Paxton tried to patent his own idea but was screwed over by Cloud. After working as a prison guard, he views a job at Cloud as temporary but essential to his survival. He hated being a prison guard so he is, of course, assigned to security. Naturally, his life intersects with Zinnia’s. He is smitten, while she is happy to develop an unwitting source for information about Cloud security. A reader will see where that plotline is going and will be either pleased or disappointed to learn that it does not deviate from expectations. The predictability didn’t bother me because I enjoyed the novel less for its plot than for its detailed imagining of the future of retail that Amazon might soon inspire.

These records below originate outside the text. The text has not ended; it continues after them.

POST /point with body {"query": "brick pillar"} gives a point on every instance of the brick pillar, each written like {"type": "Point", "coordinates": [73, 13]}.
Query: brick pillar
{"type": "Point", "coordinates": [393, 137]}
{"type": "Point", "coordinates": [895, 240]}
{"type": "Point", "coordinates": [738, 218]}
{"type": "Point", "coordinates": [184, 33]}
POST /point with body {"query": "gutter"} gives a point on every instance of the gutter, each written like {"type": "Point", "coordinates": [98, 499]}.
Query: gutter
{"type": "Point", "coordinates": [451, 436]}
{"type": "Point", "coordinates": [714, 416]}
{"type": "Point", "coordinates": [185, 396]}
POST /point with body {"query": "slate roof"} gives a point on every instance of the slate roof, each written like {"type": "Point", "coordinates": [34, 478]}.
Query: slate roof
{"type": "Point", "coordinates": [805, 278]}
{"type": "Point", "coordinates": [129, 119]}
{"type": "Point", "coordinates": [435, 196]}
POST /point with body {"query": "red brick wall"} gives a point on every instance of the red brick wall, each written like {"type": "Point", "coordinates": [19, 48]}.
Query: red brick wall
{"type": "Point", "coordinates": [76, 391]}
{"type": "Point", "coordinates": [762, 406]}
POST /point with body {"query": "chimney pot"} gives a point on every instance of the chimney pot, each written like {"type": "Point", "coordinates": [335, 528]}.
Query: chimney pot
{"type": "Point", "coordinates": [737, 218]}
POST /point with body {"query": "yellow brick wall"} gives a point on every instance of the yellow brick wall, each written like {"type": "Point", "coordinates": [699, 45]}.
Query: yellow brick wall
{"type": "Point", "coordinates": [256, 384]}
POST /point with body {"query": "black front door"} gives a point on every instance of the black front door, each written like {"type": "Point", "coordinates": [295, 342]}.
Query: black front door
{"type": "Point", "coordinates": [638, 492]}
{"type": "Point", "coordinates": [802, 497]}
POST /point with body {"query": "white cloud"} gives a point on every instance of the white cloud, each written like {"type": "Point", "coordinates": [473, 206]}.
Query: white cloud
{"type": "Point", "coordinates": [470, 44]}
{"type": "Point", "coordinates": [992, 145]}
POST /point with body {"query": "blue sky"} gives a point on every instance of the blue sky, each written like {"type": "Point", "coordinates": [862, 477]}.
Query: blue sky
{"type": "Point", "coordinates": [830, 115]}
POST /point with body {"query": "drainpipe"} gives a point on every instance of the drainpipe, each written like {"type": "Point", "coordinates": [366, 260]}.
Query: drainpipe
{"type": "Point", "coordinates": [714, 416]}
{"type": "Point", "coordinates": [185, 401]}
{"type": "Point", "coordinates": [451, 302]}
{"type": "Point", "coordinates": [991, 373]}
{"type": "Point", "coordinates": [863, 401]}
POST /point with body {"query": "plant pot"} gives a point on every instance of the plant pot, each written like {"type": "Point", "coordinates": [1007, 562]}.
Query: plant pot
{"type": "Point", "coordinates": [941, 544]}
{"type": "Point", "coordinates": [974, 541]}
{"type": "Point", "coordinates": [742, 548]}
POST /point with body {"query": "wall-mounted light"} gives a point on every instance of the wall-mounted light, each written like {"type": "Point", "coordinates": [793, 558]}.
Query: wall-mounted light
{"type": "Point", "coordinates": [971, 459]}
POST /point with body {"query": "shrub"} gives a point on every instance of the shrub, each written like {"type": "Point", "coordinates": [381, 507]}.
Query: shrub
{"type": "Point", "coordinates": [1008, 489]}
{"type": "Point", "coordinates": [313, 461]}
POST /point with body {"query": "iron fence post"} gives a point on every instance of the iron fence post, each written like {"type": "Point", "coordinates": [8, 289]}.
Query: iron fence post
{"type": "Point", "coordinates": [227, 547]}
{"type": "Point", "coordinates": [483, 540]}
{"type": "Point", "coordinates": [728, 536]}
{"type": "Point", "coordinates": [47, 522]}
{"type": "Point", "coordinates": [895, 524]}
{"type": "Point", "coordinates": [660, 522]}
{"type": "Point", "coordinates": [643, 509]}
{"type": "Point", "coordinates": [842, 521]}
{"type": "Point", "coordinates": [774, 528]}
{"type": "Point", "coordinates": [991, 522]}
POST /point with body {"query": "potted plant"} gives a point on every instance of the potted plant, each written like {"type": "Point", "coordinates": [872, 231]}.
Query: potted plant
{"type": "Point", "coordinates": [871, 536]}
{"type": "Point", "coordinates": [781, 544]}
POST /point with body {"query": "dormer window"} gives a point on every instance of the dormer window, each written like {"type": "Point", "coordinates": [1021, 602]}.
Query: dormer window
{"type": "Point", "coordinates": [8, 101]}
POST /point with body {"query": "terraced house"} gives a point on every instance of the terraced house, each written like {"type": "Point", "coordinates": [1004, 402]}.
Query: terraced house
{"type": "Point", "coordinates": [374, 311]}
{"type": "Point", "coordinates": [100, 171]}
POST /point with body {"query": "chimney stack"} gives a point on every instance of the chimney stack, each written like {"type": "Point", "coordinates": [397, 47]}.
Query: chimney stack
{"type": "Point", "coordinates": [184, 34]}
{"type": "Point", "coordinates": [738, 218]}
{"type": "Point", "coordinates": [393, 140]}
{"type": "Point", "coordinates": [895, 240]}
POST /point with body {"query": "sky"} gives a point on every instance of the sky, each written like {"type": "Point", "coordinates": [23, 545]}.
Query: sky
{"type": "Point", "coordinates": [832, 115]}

The Warehouse argues that free people don’t have to accept the lives that are assigned to them by corporate masters. “At least I have a job” doesn’t justify being treated like garbage. Free people can fight for something better. Whether Zinnia’s way of fighting is the best way might be a question that readers debate, but she at least opens minds to the possibility of change. The novel’s underlying lesson is that compassion and fairness are more important than security and comfort. As important as security and comfort might be, they should not be achieved by sacrificing the security and comfort of others.

The Warehouse is also an indictment of:  big businesses that use their economic might to drive small businesses out of the marketplace; big businesses that use their economic might to patent and control ideas developed by small businesses; and big businesses that use their economic might to convince people that big businesses act in the best interests of their employees and customers when they are only acting to further the interests of controlling shareholders. The story targets Amazon but it could just as easily target Purdue Pharma or Wal Mart or Johnson & Johnson or Wells Fargo or Ford Motors.

Readers who disagree with those propositions won’t like the book. Most other readers should enjoy it. Despite its predictable moments, the plot is lively and Paxton is a sympathetic protagonist who confronts a personal crisis in a way that readers can admire. It is the future that Hart builds, however, that makes The Warehouse memorable.